Re: [PATCH v6 4/4] cat-file: add --batch-command mode

Eric Sunshine <sunshine@xxxxxxxxxxxxxx> · Tue, 15 Feb 2022 14:39:27 -0500

On Mon, Feb 14, 2022 at 1:23 PM John Cai via GitGitGadget
<gitgitgadget@xxxxxxxxx> wrote:
> Add a new flag --batch-command that accepts commands and arguments
> from stdin, similar to git-update-ref --stdin.

Some relatively minor comments below. Not sure any of them are serious
enough to warrant a reroll...

> The contents command takes an <object> argument and prints out the object
> contents.
>
> The info command takes a <object> argument and prints out the object
> metadata.

s/a <object>/an <object>/

> Signed-off-by: John Cai <johncai86@xxxxxxxxx>
> ---
> diff --git a/Documentation/git-cat-file.txt b/Documentation/git-cat-file.txt
> @@ -96,6 +96,33 @@ OPTIONS
> +contents `<object>`::
> +       Print object contents for object reference `<object>`. This corresponds to
> +       the output of `--batch`.
> +
> +info `<object>`::
> +       Print object info for object reference `<object>`. This corresponds to the
> +       output of `--batch-check`.

Sorry if I wasn't clear in my earlier review, but when I suggested
s/<object>/`<object>`/, I was referring only to the body of each item,
not to the item itself (for which we do not -- I think -- ever use
`<...>`).

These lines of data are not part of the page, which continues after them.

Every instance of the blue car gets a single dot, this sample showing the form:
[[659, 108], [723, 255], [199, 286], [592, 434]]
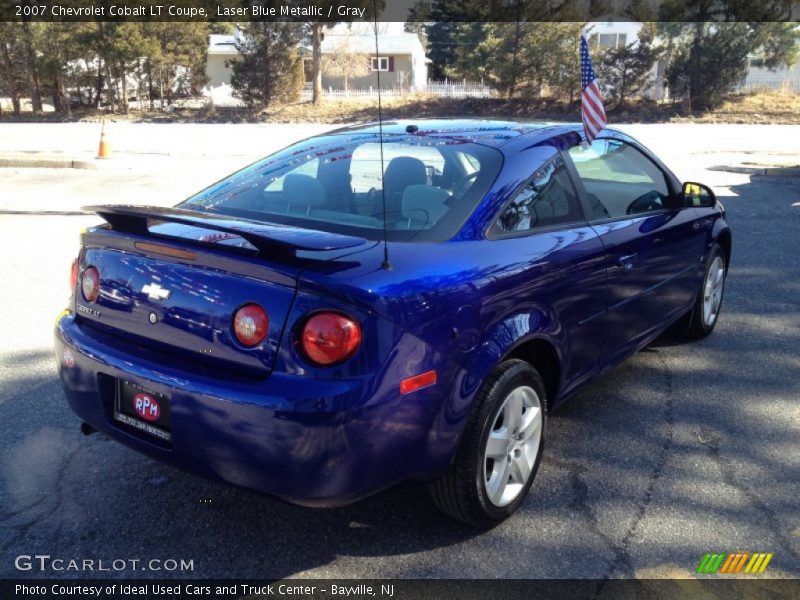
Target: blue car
[[385, 303]]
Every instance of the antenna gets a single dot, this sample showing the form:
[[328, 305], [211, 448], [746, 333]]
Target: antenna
[[386, 264]]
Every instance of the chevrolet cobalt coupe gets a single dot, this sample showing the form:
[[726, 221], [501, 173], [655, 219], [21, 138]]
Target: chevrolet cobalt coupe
[[379, 304]]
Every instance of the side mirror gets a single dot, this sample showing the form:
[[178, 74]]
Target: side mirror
[[698, 195]]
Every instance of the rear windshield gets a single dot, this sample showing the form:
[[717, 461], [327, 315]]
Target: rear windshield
[[339, 183]]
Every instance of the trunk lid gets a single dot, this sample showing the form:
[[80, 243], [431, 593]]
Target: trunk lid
[[171, 281]]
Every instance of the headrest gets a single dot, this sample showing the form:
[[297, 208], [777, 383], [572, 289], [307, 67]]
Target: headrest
[[404, 171], [303, 190], [424, 205]]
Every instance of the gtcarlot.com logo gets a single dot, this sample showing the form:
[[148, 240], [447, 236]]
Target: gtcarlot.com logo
[[46, 563], [731, 563]]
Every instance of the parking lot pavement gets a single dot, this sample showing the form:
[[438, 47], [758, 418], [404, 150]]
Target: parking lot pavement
[[682, 450]]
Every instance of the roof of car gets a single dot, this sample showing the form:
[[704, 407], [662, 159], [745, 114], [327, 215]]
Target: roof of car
[[488, 132]]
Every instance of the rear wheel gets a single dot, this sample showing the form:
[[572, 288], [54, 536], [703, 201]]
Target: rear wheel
[[500, 450], [705, 312]]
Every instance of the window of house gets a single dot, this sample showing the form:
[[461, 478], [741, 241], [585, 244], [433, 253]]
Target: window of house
[[612, 40], [547, 199], [380, 63]]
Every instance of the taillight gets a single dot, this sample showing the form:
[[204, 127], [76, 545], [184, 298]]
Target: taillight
[[250, 324], [90, 284], [329, 338], [73, 275]]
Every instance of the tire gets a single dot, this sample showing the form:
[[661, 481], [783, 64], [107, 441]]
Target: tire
[[701, 320], [471, 489]]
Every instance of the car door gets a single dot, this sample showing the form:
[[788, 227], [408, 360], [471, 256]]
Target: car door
[[565, 274], [650, 244]]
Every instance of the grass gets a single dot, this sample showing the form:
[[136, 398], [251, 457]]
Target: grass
[[763, 107]]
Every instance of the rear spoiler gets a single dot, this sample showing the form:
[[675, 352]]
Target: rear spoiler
[[265, 237]]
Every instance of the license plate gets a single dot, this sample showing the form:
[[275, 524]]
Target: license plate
[[142, 409]]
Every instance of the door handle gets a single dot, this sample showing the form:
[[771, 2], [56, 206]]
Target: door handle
[[626, 261]]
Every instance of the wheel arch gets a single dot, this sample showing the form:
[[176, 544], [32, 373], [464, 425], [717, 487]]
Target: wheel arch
[[542, 355], [725, 241]]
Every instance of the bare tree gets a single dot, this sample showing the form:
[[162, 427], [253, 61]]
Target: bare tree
[[344, 61]]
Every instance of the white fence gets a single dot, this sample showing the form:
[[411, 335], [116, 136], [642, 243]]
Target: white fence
[[776, 84], [442, 89]]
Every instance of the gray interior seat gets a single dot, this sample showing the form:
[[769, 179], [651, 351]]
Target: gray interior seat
[[423, 206], [401, 172], [302, 193]]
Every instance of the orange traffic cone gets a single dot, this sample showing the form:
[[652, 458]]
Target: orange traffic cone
[[104, 151]]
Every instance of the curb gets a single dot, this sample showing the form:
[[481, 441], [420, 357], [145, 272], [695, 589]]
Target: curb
[[764, 171], [45, 163]]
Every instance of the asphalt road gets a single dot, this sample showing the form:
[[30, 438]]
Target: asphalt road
[[682, 450]]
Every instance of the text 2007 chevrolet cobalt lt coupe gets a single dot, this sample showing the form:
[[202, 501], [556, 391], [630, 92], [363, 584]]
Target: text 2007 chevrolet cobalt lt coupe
[[345, 314]]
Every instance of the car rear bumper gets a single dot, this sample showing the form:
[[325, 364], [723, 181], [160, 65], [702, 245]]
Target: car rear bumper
[[308, 441]]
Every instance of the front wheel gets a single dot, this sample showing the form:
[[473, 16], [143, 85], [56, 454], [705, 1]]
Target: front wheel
[[500, 450], [705, 312]]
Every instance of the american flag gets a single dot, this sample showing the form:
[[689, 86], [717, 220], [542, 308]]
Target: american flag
[[592, 112]]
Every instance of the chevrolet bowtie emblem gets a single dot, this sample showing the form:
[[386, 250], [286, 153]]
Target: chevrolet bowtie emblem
[[156, 292]]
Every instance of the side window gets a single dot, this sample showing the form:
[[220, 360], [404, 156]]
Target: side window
[[547, 199], [619, 180]]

So:

    content <object>::
        Print object contents ... `<object>`. ...

As mentioned in my earlier review, I think the SYNOPSIS also needs an
update to mention --batch-command.

> diff --git a/builtin/cat-file.c b/builtin/cat-file.c
> @@ -513,6 +514,129 @@ static int batch_unordered_packed(const struct object_id *oid,
> +static void dispatch_calls(struct batch_options *opt,
> +               struct strbuf *output,
> +               struct expand_data *data,
> +               struct queued_cmd *cmd,
> +               int nr)
> +{
> +       int i;
> +
> +       for (i = 0; i < nr; i++){

Style: for (...) {

> +               cmd[i].fn(opt, cmd[i].line, output, data);
> +               free(cmd[i].line);
> +       }
> +
> +       fflush(stdout);
> +}

If I recall correctly, Junio suggested calling free() within this
loop, but this feels like an incorrect separation of concerns since it
doesn't also reset the caller's `nr` to 0. If (for some reason),
dispatch_calls() is invoked twice in a row without resetting `nr` to 0
in between the calls, then the dispatched commands will be called with
a pointer to freed memory.

One somewhat ugly way to fix this potential problem would be for this
function to clear `nr`:

    static void dispatch_calls(..., int *nr)
    {
        for (...) {
            cmd[i].fn(...);
            free(cmd[i].line);
        }
        *nr = 0;
        flush(stdout);
    }

But, as this is a private helper, the code as presented in the patch
may be "good enough" even though it's a bit fragile.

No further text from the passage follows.